Stocks took a dip on Tuesday following some weak trade data from China. Just another day in December.
The Dow fell more than 160 points, a nearly 1% dip.
If was the sixth straight day where the Dow had a triple-digit point move. That’s every day in December.
So much for a Santa Claus rally? This is more like a Festivus sell-off.
What’s going on? Stocks surged in October and then were relatively calm in November. Many expected December to be solid. It usually is: Hence the Kris Kringle references.
But volatility has returned with a vengeance. To quote John Lennon, nobody told me there’d be days like these. Strange days indeed. (35th anniversary of his death. Sigh.)
CNNMoney’s Fear & Greed Index, which measures seven indicators of investor sentiment, has even fallen back into Fear territory. It was signaling signs of Greed just a week ago.
Oil plunges and China worries return
Renewed worries about the health of the Chinese economy and the collapse in commodity prices are the main reasons behind the December dysfunction.
Oil is now trading below $37 a barrel — its lowest level since early 2009. Other commodity prices — such as copper, platinum and zinc — have plunged too.
The pain in the commodities sector just led mining giant Anglo American to announce plans to lay off 85,000 workers and sell a big chunk of its assets.
Energy stocks have been among the biggest losers this month — and they’ve dragged the whole market down a bit.
Dow components Chevron and Exxon Mobil have tumbled 6% and 8% so far in December. And they’re getting off easy compared to some other oil and mining stocks.
Freeport-McMoRan and coal miner Consol are down about 15%. Southwestern Energy and Williams Companies have plunged 25% in the past week. And Kinder Morgan has lost a third of its value since the start of the month.
And if Chinese demand for goods weakens more dramatically than feared in the coming months, energy companies won’t be the only losers.
Apple generates a significant portion of its sales from China. So do several of its chip suppliers, such as Skyworks, Qualcomm, Avago and Qorvo.
Blue chips Starbucks, Walmart, Tiffany, Kimberly-Clark, Western Union and MasterCard all have boosted their presence in China lately as well.
How high will rates go?
Investors may also be showing some signs of unease ahead of a key Federal Reserve meeting — even though it now seems all but certain that the Fed will finally raise interest rates next week.
The Hamlet-esque to hike or not to hike debate has been a considerable source of market angst all year. But hopefully for not much longer.
Still, investors always find a new obsession. Concerns about when the Fed will raise rates have been replaced by questions about, to use a Led Zeppelin-ism, how many more times the Fed will hike in 2016.
“There has been a shift from “Will the Fed raise rates?’ to ‘When’s the next one and how big will they be?'” said Jeffrey Kleintop, chief global investment strategist with Charles Schwab.

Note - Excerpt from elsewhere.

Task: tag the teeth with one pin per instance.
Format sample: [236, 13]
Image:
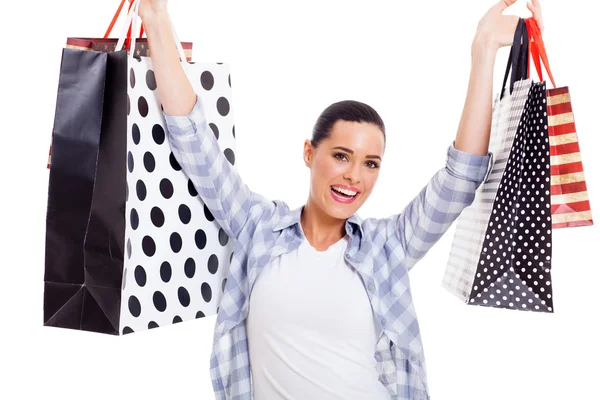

Fed chief Janet Yellen may give some clues at her press conference next week.
But Kleintop said investors won’t be just focusing on the Fed. They’ll be paying close attention to what the European Central Bank, Bank of Japan and People’s Bank of China do over the next few months.
With all this in mind, Kleintop said stocks may wind up having a flat year in 2016. Sort of like how things are shaping up at the end of this year.
The Dow is slightly lower heading into the final weeks of 2015 while the S&P 500 is largely unchanged.
The Nasdaq is still up 7% though thanks to huge gains in Facebook, Amazon, Netflix and Alphabet (aka Google) — a fab four Wall Street traders have dubbed FANG.
Those stocks are soaring thanks to strong earnings. But not many other companies are growing as rapidly as these four.
“Earnings have been lackluster and valuations are above average,” Kleintop said. “And there are still many geopolitical questions around the world. Volatility is here to stay. Expect a lot of up and downs in 2016.”